A subgroup must have the same identity as its containing group, but this fact requires inverses. I'm interested in subsets of monoids, which are groups in their own right, but vary greatly from the nature of the monoid itself, that is, it has a different identity, and the inverses are completely different as well (although we retain the same operation of course).
My favorite example of this is the set of $2 \times 2$ matrices in which every entry of the matrix is the same positive real number. This is a group, it is isomorphic to $\mathbb{R}_{>0}$, and yet the conventional identity matrix is not here, and none of these matrices are conventionally invertible. (Here, if $M$ denotes the matrix with $1$s everywhere then the identity matrix is $\frac12M$, and the isomorphism is $x\mapsto \frac{x}2M$.)

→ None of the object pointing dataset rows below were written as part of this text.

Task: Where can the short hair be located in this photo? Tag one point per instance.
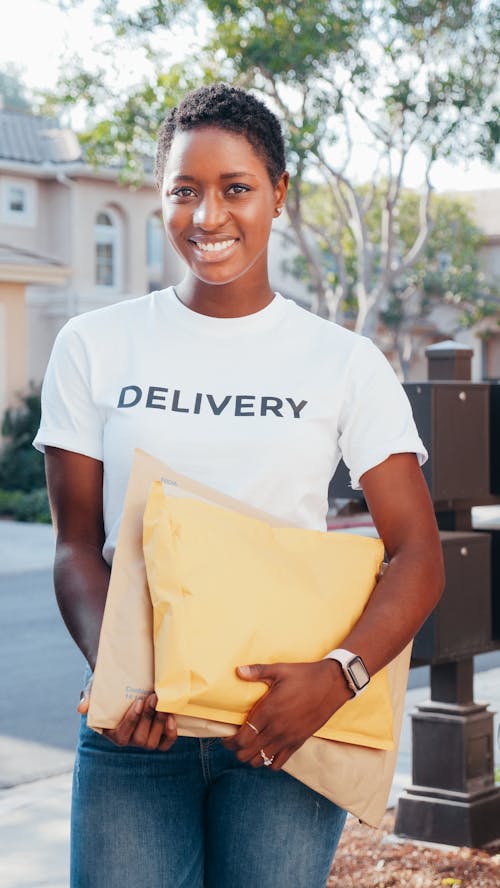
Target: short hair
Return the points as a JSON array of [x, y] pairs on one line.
[[231, 109]]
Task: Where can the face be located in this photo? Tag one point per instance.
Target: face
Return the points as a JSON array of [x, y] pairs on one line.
[[218, 205]]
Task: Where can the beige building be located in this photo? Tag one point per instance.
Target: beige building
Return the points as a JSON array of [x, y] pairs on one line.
[[72, 238]]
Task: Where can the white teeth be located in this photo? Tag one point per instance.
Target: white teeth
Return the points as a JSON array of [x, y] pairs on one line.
[[214, 246]]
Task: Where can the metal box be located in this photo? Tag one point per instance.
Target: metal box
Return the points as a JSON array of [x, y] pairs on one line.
[[340, 485], [495, 437], [460, 625], [453, 422], [494, 533]]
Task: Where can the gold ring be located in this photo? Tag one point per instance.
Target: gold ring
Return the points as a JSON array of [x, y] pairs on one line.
[[267, 761], [250, 725]]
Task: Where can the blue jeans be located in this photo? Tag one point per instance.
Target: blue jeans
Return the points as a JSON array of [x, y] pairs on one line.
[[194, 817]]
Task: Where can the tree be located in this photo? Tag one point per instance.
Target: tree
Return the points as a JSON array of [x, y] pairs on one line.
[[414, 82]]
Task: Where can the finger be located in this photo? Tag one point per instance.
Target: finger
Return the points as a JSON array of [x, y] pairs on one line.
[[84, 703], [281, 758], [267, 673], [169, 734], [123, 732], [144, 726], [243, 737]]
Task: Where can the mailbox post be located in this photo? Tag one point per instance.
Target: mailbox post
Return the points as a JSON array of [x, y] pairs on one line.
[[453, 798]]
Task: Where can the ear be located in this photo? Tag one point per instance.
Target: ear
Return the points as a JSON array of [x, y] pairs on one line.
[[280, 193]]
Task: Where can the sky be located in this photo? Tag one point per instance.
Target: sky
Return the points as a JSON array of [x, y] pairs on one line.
[[40, 38]]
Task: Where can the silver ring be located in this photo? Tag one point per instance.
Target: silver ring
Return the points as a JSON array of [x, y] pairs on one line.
[[250, 725], [267, 761]]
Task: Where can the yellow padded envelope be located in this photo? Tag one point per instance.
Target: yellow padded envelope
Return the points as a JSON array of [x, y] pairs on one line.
[[229, 590]]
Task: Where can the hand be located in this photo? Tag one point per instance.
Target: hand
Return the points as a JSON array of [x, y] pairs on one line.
[[300, 699], [141, 725]]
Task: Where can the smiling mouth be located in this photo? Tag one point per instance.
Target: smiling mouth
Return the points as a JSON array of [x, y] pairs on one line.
[[213, 246]]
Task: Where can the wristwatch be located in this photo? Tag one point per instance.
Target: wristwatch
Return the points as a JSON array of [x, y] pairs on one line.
[[355, 672]]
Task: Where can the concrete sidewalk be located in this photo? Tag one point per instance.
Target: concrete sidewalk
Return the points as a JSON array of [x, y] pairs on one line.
[[34, 816]]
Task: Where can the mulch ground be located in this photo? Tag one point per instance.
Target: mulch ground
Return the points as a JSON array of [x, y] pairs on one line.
[[368, 858]]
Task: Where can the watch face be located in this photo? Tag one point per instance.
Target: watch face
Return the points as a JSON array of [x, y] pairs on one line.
[[358, 672]]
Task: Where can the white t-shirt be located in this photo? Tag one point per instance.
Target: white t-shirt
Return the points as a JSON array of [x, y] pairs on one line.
[[260, 407]]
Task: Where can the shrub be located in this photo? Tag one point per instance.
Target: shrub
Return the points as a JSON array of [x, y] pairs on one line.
[[21, 466]]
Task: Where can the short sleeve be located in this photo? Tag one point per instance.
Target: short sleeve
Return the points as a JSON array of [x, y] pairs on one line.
[[70, 418], [376, 418]]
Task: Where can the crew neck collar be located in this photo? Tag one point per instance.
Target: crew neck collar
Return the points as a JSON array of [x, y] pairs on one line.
[[264, 318]]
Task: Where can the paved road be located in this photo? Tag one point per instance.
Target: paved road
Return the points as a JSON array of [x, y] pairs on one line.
[[42, 673]]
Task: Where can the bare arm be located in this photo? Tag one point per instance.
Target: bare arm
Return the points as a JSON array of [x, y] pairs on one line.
[[81, 580], [303, 696], [81, 576]]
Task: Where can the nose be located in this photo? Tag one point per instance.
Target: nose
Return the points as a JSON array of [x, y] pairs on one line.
[[210, 213]]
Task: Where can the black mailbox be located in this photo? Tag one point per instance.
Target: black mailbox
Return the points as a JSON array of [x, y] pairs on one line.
[[460, 625], [495, 437], [453, 421], [494, 533], [340, 485]]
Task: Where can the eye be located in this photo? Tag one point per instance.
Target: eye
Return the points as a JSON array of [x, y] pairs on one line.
[[237, 188], [183, 191]]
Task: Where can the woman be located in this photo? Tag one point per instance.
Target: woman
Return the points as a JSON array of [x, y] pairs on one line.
[[232, 384]]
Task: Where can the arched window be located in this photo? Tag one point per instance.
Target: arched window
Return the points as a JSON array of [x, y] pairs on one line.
[[155, 244], [107, 250]]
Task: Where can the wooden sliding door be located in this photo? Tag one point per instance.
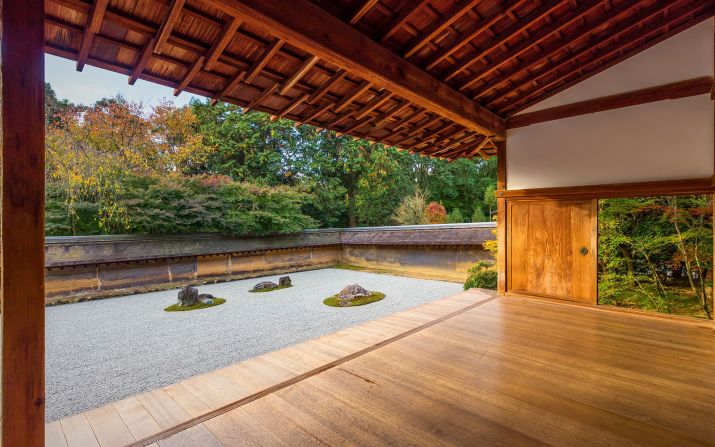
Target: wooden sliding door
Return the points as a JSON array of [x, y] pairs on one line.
[[552, 248]]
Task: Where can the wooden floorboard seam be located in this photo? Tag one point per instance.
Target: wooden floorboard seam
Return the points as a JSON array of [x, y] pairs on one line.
[[144, 442]]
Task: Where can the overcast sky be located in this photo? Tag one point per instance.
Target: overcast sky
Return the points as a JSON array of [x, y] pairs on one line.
[[93, 83]]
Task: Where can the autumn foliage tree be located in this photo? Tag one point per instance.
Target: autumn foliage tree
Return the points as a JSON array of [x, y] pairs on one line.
[[436, 213]]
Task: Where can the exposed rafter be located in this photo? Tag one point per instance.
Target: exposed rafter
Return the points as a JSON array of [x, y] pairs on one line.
[[534, 39], [366, 6], [697, 12], [454, 14], [295, 77], [480, 27], [548, 52], [317, 32], [94, 22], [518, 27], [406, 14], [167, 25], [227, 33]]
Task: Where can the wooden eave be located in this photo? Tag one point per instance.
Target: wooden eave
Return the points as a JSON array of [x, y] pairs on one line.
[[437, 77]]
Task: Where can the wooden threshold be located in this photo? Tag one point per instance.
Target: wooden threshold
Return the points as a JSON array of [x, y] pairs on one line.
[[150, 417], [510, 372], [701, 322]]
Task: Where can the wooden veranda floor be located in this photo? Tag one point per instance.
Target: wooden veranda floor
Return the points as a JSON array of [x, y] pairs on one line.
[[466, 370]]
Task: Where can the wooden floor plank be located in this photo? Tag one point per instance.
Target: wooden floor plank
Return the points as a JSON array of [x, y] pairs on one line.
[[78, 432], [196, 436], [138, 420], [54, 435], [109, 428], [165, 410]]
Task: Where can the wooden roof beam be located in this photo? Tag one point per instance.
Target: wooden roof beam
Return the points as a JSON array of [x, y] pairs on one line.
[[364, 9], [320, 92], [451, 16], [402, 18], [413, 133], [318, 111], [539, 13], [372, 105], [172, 17], [307, 26], [295, 77], [352, 96], [406, 120], [675, 90], [553, 49], [142, 60], [229, 87], [227, 34], [384, 119], [483, 25], [154, 44], [594, 42], [292, 105], [263, 59], [193, 71], [534, 39], [94, 22]]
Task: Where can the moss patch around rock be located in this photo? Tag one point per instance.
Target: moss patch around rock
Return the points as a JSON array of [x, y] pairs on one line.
[[178, 308], [270, 290], [335, 300]]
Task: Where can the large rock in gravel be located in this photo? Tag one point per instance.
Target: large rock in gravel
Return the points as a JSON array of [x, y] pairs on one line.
[[284, 281], [207, 298], [265, 285], [189, 296], [353, 291]]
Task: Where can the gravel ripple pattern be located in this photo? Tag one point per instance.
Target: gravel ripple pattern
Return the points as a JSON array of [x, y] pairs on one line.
[[103, 351]]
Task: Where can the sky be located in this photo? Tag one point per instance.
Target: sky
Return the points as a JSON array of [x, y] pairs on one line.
[[93, 83]]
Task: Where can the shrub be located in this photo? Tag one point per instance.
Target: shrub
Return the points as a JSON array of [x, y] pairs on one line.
[[455, 216], [482, 275], [411, 210], [479, 216], [436, 214]]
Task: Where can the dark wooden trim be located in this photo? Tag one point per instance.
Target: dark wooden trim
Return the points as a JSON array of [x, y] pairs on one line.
[[675, 90], [314, 30], [22, 259], [635, 189]]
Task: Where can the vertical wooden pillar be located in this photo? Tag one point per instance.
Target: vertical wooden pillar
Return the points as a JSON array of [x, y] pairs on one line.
[[501, 218], [22, 222]]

What are some other examples of this?
This is a well-studied area, related to the Green's relation $\mathcal H$. Let $M$ be a monoid. Define the relation $\mathcal H$ on $M$ by $$ a \mathrel{\mathcal H} b \iff aM = bM \text{ and }Ma = Mb $$ In other words, $a$ and $b$ generate the same right ideal and the same left ideal. Now, if $e$ is an idempotent, its $\mathcal H$-class is a subgroup of $M$ with identity $e$ and it is the largest subgroup of $M$ containing $e$.
In your case, the idempotent is the matrix $\pmatrix{1/2 &1/2\\1/2 &1/2}$.